ISSN-Online: 2236-6814

https://doi.org/10.25060/residpediatr



Artigo Original - Ano 2024 - Volume 14 - Número 1

Diagnóstico precoce de histiocitose das células de Langerhans: relato de caso

Early diagnosis of Langerhans cells histiocytosis: case report

RESUMO

A histiocitose das células de Langerhans é uma doença pertencente ao grupo dos distúrbios histiocíticos, sendo considerada uma patologia rara. Resulta de uma proliferação e acúmulo de células do sistema mononuclear fagocitário, incluindo as células de Langerhans. O presente trabalho relata um caso de paciente de 4 anos que apresentava lesão crescente, edemaciada, nodular, depressível e móvel em região retroauricular direita, sem a presença de dor ou sinais flogísticos por meses, além de lesões erosivas e com necrose em primeiro e segundo molares direitos. O diagnóstico confirmatório foi feito pela biópsia e imuno-histoquímica. Trata-se de um estudo do prontuário médico, avaliações histológicas, exames laboratoriais e de imagem do paciente, com o objetivo de discutir a patologia, fazendo com que o diagnóstico e o tratamento sejam cada vez mais precoces.

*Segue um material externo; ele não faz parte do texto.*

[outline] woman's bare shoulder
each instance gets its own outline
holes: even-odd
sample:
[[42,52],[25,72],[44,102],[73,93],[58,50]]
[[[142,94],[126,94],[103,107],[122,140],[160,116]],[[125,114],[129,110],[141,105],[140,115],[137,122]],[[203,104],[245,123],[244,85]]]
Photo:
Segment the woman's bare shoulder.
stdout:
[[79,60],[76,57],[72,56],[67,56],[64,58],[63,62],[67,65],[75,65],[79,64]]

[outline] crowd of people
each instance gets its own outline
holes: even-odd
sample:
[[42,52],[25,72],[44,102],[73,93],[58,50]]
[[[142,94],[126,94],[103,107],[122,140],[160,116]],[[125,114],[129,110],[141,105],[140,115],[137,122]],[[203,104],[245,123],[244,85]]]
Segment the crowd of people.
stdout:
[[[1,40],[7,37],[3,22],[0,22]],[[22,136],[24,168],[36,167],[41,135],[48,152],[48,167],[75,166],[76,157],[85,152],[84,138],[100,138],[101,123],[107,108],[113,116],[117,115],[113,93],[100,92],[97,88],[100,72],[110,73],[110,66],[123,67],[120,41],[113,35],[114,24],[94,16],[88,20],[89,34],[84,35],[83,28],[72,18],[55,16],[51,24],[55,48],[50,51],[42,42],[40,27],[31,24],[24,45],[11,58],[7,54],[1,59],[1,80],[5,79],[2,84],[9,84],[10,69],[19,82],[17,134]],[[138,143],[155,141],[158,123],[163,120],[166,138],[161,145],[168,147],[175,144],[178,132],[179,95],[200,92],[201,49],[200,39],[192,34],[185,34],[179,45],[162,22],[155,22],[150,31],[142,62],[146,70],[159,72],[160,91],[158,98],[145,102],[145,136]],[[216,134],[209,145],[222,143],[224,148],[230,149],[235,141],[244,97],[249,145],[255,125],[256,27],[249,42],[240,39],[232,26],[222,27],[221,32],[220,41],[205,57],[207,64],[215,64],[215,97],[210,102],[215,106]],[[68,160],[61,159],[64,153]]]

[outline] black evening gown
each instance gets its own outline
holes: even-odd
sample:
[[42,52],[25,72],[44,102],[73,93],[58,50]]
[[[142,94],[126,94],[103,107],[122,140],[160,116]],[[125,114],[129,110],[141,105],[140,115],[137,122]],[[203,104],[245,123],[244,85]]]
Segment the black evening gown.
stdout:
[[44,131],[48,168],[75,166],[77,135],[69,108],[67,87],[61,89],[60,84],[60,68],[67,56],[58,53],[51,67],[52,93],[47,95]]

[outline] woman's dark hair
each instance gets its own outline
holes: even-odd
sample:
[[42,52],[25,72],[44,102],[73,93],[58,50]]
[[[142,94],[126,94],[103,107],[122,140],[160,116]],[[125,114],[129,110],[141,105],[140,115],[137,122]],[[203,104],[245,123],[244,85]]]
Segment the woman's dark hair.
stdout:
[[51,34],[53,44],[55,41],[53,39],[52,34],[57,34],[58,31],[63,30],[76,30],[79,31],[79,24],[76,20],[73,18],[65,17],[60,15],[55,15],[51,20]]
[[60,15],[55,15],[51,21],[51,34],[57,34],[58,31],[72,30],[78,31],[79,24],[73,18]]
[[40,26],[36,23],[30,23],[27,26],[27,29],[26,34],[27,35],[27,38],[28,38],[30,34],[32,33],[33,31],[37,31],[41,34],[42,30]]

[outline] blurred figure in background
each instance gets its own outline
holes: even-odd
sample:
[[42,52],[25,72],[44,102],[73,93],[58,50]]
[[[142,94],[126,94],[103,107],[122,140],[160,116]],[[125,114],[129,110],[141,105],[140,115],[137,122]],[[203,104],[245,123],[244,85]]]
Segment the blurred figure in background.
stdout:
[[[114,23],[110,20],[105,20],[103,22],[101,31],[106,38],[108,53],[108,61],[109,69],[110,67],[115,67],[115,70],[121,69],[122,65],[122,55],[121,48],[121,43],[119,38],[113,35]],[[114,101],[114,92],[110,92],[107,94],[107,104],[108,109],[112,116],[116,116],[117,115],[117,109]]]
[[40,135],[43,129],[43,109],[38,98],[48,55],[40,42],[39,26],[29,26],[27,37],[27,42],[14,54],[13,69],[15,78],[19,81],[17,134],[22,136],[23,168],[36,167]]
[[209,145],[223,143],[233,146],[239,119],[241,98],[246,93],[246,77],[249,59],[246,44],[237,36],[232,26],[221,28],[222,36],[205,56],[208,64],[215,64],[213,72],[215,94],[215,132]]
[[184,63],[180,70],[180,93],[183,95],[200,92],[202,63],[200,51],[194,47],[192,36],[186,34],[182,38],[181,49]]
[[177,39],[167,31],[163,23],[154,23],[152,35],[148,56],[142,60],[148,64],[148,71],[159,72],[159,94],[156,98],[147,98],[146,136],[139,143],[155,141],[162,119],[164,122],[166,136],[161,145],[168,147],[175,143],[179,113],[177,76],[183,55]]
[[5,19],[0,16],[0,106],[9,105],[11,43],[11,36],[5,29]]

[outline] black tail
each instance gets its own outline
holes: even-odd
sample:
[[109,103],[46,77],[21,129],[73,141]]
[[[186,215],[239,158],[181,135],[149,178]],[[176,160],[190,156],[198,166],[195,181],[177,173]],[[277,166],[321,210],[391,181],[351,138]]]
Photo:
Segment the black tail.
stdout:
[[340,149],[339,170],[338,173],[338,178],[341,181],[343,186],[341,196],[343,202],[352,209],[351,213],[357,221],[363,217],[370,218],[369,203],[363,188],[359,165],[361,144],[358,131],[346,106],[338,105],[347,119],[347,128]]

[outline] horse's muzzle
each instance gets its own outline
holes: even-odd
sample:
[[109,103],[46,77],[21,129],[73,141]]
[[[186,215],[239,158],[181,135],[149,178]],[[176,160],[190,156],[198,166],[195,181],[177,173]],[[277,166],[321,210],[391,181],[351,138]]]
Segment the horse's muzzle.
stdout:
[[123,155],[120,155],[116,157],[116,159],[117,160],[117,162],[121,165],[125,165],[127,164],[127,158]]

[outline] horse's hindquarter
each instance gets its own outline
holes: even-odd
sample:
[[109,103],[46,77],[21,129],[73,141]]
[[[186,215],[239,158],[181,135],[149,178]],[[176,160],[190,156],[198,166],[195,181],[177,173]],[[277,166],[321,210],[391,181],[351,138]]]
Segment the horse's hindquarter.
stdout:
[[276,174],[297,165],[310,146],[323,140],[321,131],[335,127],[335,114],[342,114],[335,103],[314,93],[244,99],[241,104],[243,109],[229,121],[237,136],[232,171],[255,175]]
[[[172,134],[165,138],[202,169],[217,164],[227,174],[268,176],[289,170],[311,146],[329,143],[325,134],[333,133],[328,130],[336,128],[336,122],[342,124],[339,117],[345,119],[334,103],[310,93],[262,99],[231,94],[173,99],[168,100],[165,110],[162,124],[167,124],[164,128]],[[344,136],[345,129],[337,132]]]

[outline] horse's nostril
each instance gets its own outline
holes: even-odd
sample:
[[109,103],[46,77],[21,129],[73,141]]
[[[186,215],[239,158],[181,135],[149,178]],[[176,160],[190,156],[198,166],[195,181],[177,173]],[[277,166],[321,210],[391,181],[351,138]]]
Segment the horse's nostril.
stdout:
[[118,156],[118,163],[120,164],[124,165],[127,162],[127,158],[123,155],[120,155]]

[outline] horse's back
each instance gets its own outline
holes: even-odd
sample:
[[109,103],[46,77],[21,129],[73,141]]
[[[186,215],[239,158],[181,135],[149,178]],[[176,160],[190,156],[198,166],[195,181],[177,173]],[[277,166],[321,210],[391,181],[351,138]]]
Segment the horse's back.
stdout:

Palavras-chave: Células de Langerhans, Histiocitose de células de Langerhans, Histiocitose, Pediatria.

ABSTRACT

Langerhans' cells histiocytosis is a disease that belongs to the group of histiocytic disorders and is considered a rare pathology. It results from a proliferation and accumulation of cells of the phagocytic mononuclear system, including Langerhans' cells. This paper reports a case of a 4-year-old patient who presented a growing, swollen, nodular, depressible and mobile lesion in the right retroauricular region, without pain or phlogistic signs for 6 months, besides erosive and necrotic lesions in the first and second right molars. The confirmatory diagnosis was made by biopsy and immunohistochemistry. This is a study of the medical record, histological evaluations, laboratory and imaging tests of the patient, with the aim of discussing the pathology, making the diagnosis and treatment earlier.

Keywords: Histiocytosis, Langerhans Cells, Histiocytosis, Langerhans-Cell, Pediatrics.


INTRODUÇÃO

A histiocitose das células de Langerhans (HCL) é uma doença do grupo dos distúrbios histiocíticos, sendo considerada uma patologia rara1. Sua primeira descrição ocorreu em meados de 1900, quando foi relatada uma patologia chamada doença de Hand-Schuller-Christian, que é descrita como sendo uma granulomatose eosinofílica2.

Ainda hoje, não há consenso acerca da patogênese da HCL. Há uma ambivalência em torno de ser um distúrbio inflamatório ou neoplásico. A ideia mais defendida é que se trataria de uma patologia neoplásica devido ao fato de os pacientes apresentarem mutações no proto-oncogene BRAF (proteína quinase específica de serina/treonina), já que mutações nesse local estão relacionadas ao desenvolvimento de diversos tipos de câncer2.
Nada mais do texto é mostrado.